Thanks guys, i feel a little less guilty now. my dh picked up the table last night and it needs painting but otherwise it's in excellent condition so i really did get a bargain 

pam xx


----------



## wouldloveababycat (Mar 21, 2004)

OOOh we LOVE a bargain


----------



## fuzzier (Oct 31, 2005)

glad you got your bargain hun.

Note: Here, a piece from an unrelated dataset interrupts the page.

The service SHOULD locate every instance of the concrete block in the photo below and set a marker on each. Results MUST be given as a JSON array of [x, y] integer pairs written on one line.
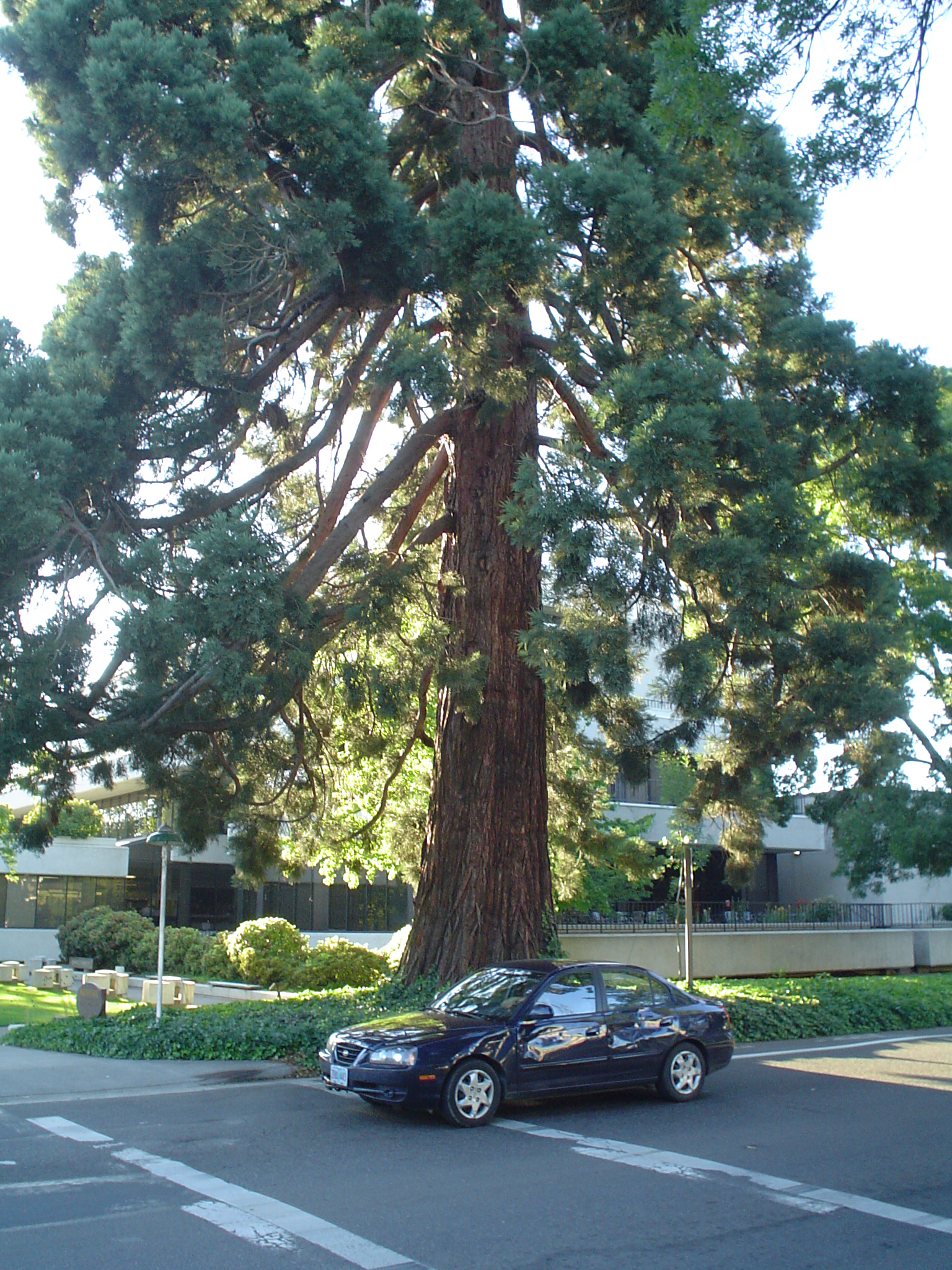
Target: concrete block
[[172, 991], [933, 946], [42, 978]]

I bought some Bob the builder wellies on ebay and thought i had got a bargain until they arrived, they were dirty, smelly and even had dog pooh on the sole.


----------



## wouldloveababycat (Mar 21, 2004)

Ewwww why would anyone sell them in that state ..hope you gave them negative feedback   I bet they weren't advertised as Bob the Builder boots with added poo


----------



## Caz (Jul 21, 2002)

wouldloveababycat said:


> I bet they weren't advertised as Bob the Builder boots with added poo




Sorry, that just tickeled me.

Pam if it makes you feel better I'd have been the same as you but, a bargain is a bargain so well done you!

C~x


----------



## fuzzier (Oct 31, 2005)

No they most certainly weren't advertised as having dog pooh included.
When contacted the seller said they weren't in that condition when she packaged them up....................... yeah right, so along with all the old dirt and smelly inners some dog pooh manged to find it's way into a sealed package and attach itself to the soles before drying out. Too right i left neg feedback and Ebay then contacted me offering to help sort it out. 
My advice is never buy from a seller who doesn't have a picture of the item they are selling.

Kay


----------



## Suzie (Jan 22, 2004)

sorry it probably wasn't funny for you but it made me 

I think thats good advice , I never buy from someone who has no photos 

x


----------



## saphy75 (Mar 15, 2004)

eeeewwwwww gross, dog poo wellies who would sell something like that ? actually have you seen some of the things they sell on ebay?  and people actually bid on them  the seller probably could of got more for them if she had described them accurately   

pam xx


----------



## wouldloveababycat (Mar 21, 2004)

Did e-bay offer to come and clean them for you and deodorise them


----------